Dan Voyce
Posted on July 17, 2019
Recently, I had to develop a full text search with Apache Solr for the LOCALLY CMS in CakePHP 3 and what an adventure that was! The reason being is that it is important that users are able to search for all information relating to Locations and impressions in our Location Intelligence and Consumer Engagement Platform (LOCALLY Engage)
If Solr is a complete new world to you, as it was to me when I started developing this, here is a quick definition about what Solr (It is pronounced “Solar”) is, provided by Solr project:
Solr is highly reliable, scalable and fault tolerant, providing distributed indexing, replication and load-balanced querying, automated failover and recovery, centralized configuration and more. Solr powers the search and navigation features of many of the world's largest internet sites.
Solr Integration with CakePHP
The diagram above, illustrates perfectly what I had to do in this task. So, in order to integrate Solr with other server applications for a search, such as LOCALLY CMS, basically we have to:
Define a schema
Deploy Solr
“Feed” Solr with the documents that the users will search
Create a link between Solr and CakePHP via Solarium PHP Solr client library
Implement the search in the CMS
I have a lot to share about all I’ve been working to achieve this task, so I will divide this in a few blog posts. In today's post, I will talk about Solr Core Configuration for the version 6.6, when Solr is configured to work with multi cores.

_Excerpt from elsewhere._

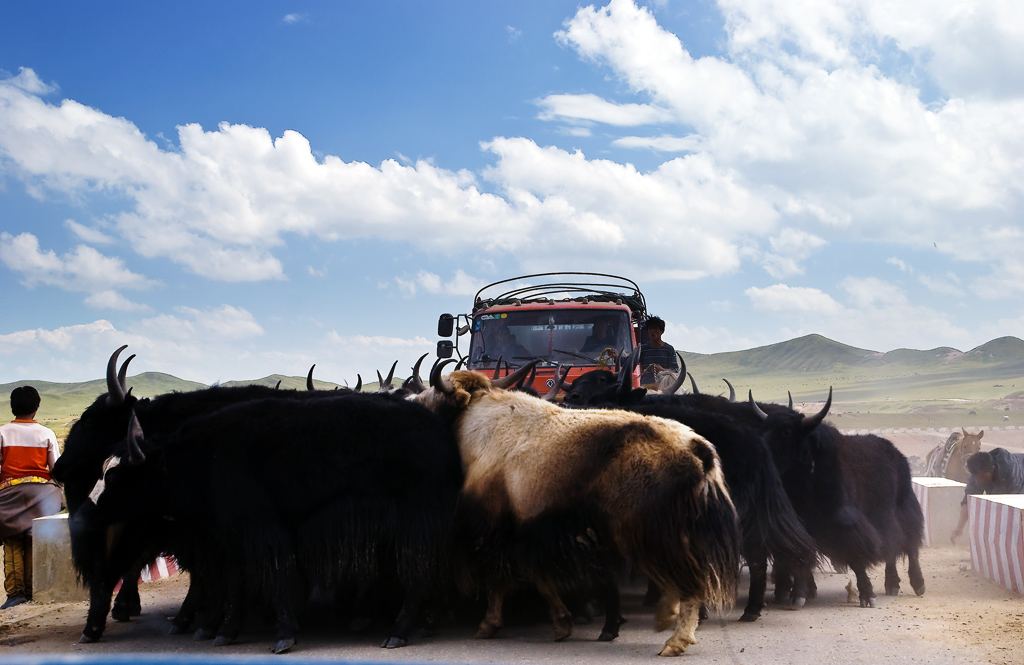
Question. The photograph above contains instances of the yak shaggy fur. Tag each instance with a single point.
(657, 487)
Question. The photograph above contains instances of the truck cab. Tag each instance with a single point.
(584, 321)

Full Text Search: Single core or multiple cores?
When you have a relational database, maybe your first choice would be having multiple cores, one for each searchable table of our database, which makes sense. However, we had some things to consider before making this choice:
Solr isn’t relational, all the searchable words are stored in an "inverse index" and this is what makes it so fast;
Multiple cores means multiple configuration, indexation and maintenance;
If you use multiple cores, at some stage you might need to “join” your data.
Our decision at LOCALLY was to have only one core “Search” configured. So, all the searchable data provided by our database tables was imported as documents in Solr using Data Import Request Handler.
Single core configuration
Solr is configured using XML files. For creating a single core in Solr, some files must be configured previously, basically: solrconfig.xml, schema.xml and data-config.xml. I won’t get in the details about solrconfig.xml once this file should work fine with Solr default configuration and no changes were needed for this task.
data-config.xml
This file is where we specify what is the source of our documents, as I mentioned before this was made using the Data Import Request Handler, getting the indexes from MySQL tables. All the configuration must be between tags.
Specifying the dataSource of the documents, a simple JDBC connection with MySQL.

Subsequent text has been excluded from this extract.